Mencari Berita Terbaru Dan Terhangat

Apakah beberapa pembunuhan demi kehormatan lebih setara dibandingkan pembunuhan lainnya?

5 min read
Apakah beberapa pembunuhan demi kehormatan lebih setara dibandingkan pembunuhan lainnya?

Jika pembunuhan demi kehormatan dilakukan oleh umat Islam di Amerika Utara, kemungkinan besar Anda tidak akan membacanya di media arus utama Amerika, kecuali mungkin secara lokal, dan secara singkat. Namun, jika pembunuhan demi kehormatan dilakukan oleh umat Hindu atau Sikh, dan di wilayah yang jauh di India, kejahatan tersebut layak mendapat perhatian besar di The Washington Post, The Los Angeles Times, dan, tentu saja, The New York Times.

Misalnya, pada hari Sabtu tanggal 10 Juli, Grey Lady mengadakan cover artikel tentang pembunuhan demi kehormatan terkait kasta di Koderma, India.

Wanita muda yang dibunuh, Nirupama Pathak, seorang jurnalis, adalah seorang Brahmana, yang dianggap sebagai kasta tertinggi; selama lebih dari setahun dia diam-diam bertunangan dengan seorang siswa “atas” yang termasuk dalam “kasta petani menengah”. Nyonya. Pathak juga diam-diam hamil. Baginya tidak ada jalan untuk kembali.

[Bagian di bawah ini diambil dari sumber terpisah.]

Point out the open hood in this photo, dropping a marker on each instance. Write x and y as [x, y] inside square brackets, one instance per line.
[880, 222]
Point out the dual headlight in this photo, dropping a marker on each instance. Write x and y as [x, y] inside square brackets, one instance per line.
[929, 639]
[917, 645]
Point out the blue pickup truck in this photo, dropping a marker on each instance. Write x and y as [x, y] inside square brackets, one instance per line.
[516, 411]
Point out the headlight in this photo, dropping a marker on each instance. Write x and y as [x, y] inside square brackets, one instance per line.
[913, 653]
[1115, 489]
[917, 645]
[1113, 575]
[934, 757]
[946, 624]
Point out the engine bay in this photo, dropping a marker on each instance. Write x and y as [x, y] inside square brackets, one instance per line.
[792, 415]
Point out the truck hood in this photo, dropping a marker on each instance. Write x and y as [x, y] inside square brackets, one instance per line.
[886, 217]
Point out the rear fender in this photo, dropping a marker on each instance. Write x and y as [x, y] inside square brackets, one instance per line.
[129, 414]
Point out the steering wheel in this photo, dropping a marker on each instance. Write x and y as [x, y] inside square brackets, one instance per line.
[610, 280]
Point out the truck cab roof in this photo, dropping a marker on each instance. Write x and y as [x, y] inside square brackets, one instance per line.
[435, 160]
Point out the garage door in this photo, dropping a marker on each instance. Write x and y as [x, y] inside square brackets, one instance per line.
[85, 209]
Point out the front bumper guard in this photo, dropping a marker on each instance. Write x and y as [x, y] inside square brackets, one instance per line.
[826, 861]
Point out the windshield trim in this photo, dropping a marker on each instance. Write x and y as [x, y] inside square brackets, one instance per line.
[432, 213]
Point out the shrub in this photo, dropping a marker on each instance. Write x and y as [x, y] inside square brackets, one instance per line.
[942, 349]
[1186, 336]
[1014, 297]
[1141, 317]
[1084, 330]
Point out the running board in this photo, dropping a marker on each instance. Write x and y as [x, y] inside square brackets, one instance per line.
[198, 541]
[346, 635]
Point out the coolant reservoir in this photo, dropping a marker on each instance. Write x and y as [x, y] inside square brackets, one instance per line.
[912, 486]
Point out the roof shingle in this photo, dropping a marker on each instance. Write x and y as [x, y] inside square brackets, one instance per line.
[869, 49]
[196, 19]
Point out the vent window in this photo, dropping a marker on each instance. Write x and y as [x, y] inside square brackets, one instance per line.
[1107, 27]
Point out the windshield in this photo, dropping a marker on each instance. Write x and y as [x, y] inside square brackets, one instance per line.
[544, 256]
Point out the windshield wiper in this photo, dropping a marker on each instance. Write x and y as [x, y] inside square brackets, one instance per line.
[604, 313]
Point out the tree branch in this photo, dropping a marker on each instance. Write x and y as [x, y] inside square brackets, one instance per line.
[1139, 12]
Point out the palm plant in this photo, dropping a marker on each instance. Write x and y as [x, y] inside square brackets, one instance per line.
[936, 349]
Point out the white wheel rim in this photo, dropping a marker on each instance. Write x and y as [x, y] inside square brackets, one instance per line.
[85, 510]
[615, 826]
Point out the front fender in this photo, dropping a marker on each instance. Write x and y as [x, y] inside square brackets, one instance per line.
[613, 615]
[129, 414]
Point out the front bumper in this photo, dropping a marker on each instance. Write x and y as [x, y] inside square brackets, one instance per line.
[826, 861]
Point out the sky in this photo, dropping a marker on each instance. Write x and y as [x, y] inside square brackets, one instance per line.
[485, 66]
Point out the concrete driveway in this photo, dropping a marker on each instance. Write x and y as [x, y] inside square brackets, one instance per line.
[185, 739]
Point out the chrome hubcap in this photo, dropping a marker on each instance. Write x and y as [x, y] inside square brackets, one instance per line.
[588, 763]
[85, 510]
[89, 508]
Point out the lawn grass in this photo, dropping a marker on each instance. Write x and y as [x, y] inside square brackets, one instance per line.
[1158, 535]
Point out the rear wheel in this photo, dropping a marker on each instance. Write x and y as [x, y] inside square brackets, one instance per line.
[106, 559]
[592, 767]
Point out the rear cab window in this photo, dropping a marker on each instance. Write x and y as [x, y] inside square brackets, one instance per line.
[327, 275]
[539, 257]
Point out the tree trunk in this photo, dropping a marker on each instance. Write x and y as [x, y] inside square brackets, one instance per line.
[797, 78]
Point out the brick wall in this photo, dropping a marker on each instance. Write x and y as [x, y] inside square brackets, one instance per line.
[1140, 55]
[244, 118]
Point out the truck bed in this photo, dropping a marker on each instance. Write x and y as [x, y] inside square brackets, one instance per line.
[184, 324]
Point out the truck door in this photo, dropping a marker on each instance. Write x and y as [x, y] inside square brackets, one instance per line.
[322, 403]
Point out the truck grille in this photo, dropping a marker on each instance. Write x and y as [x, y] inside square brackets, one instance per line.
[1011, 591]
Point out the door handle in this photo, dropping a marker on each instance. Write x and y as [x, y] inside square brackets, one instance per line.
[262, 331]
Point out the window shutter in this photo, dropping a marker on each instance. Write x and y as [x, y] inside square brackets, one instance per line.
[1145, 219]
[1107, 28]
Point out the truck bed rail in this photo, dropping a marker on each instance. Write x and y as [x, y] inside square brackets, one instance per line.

Dan, tidak seperti hukum di banyak negara Muslim, hukum India berpihak pada mereka: Meskipun ada tradisi kesukuan, pernikahan antar kasta secara khusus diperbolehkan. Nirupama yang malang ditemukan tewas di kamar tidurnya di rumah keluarganya. Keluarganya memberi tahu polisi dengan cara berbeda bahwa dia tersengat listrik atau gantung diri. Mereka membuat catatan bunuh diri. Namun berdasarkan otopsi, dia tampak mati lemas. Karena hanya ibunya yang ada di rumah bersamanya, ibunya ditangkap.

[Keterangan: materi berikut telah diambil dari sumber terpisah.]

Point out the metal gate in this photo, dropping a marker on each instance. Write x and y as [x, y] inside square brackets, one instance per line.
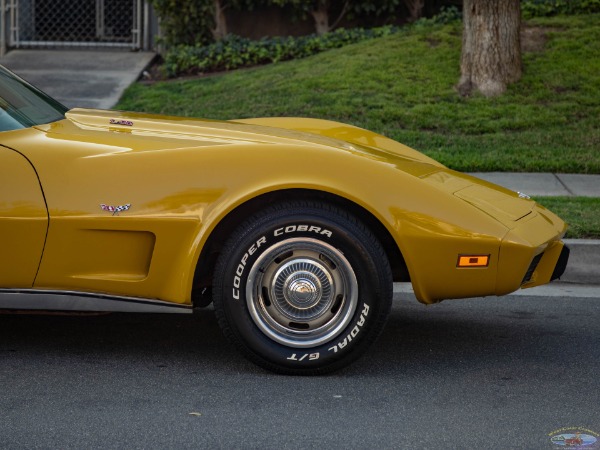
[75, 23]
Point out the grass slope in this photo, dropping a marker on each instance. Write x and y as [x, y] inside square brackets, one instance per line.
[581, 213]
[403, 86]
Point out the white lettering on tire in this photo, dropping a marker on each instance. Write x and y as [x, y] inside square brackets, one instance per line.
[306, 228]
[239, 271]
[354, 332]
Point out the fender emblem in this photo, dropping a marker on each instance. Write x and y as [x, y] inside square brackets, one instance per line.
[115, 209]
[128, 123]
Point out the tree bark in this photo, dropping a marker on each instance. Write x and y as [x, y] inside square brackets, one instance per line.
[415, 9]
[321, 16]
[220, 30]
[491, 49]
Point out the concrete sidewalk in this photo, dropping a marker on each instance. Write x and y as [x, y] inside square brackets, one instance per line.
[546, 184]
[84, 78]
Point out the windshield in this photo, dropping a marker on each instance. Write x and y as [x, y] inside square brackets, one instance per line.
[23, 106]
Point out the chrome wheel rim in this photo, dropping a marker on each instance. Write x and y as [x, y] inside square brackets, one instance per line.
[302, 292]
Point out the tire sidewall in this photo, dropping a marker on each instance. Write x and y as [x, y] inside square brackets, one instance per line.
[336, 231]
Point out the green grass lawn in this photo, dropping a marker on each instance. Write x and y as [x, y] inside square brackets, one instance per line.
[403, 86]
[581, 213]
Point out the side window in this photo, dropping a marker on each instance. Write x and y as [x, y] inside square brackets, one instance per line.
[22, 105]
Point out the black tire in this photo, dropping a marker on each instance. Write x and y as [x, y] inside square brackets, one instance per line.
[302, 288]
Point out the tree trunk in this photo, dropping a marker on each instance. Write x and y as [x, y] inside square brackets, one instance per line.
[321, 16]
[491, 49]
[220, 30]
[415, 9]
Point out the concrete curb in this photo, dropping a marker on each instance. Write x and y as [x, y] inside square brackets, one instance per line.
[584, 262]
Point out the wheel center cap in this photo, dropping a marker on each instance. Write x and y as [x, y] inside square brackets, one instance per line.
[302, 290]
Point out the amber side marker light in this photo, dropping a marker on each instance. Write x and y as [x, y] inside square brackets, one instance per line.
[473, 260]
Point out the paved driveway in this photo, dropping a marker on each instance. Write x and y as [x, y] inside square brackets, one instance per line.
[84, 78]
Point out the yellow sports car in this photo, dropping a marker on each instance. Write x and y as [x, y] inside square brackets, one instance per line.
[294, 228]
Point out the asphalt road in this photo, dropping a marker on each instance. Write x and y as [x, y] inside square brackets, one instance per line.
[495, 373]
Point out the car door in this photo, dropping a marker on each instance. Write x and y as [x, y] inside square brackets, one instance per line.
[23, 220]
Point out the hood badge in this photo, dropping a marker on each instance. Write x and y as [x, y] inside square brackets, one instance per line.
[128, 123]
[115, 209]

Pada akhir Mei, The Washington Post juga memuat fitur tersebut cerita tentang pasangan Hindu di India yang pernikahannya dianggap “inses” (mereka berasal dari suku dan kasta yang sama); sehingga mempelai pria dicekik dan mempelai wanita dipaksa meminum pestisida. Mayat mereka dibuang ke kanal. Fakta bahwa para pembunuh dan korbannya adalah umat Hindu dibahas secara terbuka—hampir dengan sukarela.

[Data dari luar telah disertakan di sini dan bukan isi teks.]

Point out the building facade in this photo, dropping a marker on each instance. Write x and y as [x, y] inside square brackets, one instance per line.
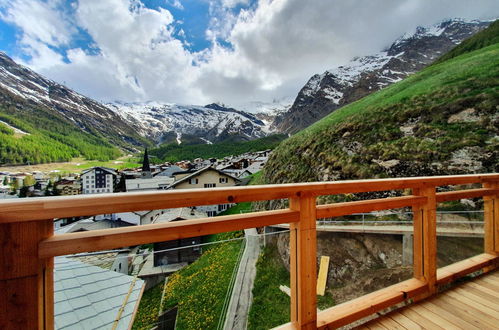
[98, 180]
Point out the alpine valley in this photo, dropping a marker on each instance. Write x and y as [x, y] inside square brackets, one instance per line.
[44, 121]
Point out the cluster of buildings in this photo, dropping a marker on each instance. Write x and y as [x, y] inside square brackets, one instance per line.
[113, 279]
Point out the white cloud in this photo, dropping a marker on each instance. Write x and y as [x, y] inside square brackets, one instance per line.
[44, 22]
[274, 45]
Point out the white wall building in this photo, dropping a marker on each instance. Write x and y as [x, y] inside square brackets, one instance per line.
[97, 180]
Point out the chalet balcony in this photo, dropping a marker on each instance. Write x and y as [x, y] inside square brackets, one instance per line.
[29, 247]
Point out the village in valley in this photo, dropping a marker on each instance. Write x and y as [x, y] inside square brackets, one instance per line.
[144, 266]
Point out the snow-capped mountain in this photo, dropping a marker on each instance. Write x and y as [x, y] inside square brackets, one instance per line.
[339, 86]
[23, 90]
[211, 123]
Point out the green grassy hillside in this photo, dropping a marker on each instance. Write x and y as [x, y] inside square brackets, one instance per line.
[174, 152]
[487, 37]
[442, 120]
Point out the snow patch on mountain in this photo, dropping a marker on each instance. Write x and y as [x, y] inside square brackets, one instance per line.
[211, 123]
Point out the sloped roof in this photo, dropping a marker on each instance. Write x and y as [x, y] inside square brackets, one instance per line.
[201, 171]
[87, 224]
[183, 213]
[90, 297]
[170, 171]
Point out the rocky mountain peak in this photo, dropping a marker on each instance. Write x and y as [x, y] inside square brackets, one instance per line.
[334, 88]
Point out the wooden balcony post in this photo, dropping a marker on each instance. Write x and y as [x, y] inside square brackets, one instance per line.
[26, 282]
[425, 239]
[303, 264]
[491, 220]
[417, 247]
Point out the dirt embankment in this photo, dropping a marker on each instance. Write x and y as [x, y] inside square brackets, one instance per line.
[363, 263]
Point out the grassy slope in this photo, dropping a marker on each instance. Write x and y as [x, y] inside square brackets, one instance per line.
[173, 152]
[429, 98]
[487, 37]
[199, 289]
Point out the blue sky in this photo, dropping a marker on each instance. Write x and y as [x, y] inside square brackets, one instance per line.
[203, 51]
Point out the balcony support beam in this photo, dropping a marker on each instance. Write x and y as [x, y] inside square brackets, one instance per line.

Mengapa saya menulis “dengan senang hati?” Karena ini bukti bahwa pembunuhan demi kehormatan tidak hanya terjadi pada umat Islam. Namun demikian, menurut saya tahun 2010 belajar di dalam Triwulanan Timur Tengah84% pelaku pembunuhan demi kehormatan di Amerika Utara adalah Muslim dan 96% pelaku pembunuhan demi kehormatan di Eropa adalah Muslim.

Benar, umat Hindu dan Sikh telah melakukan pembunuhan demi kehormatan di Barat. Tampaknya, umat Hindu yang bermigrasi ke Barat tidak membawa serta adat istiadat suku atau agama tersebut.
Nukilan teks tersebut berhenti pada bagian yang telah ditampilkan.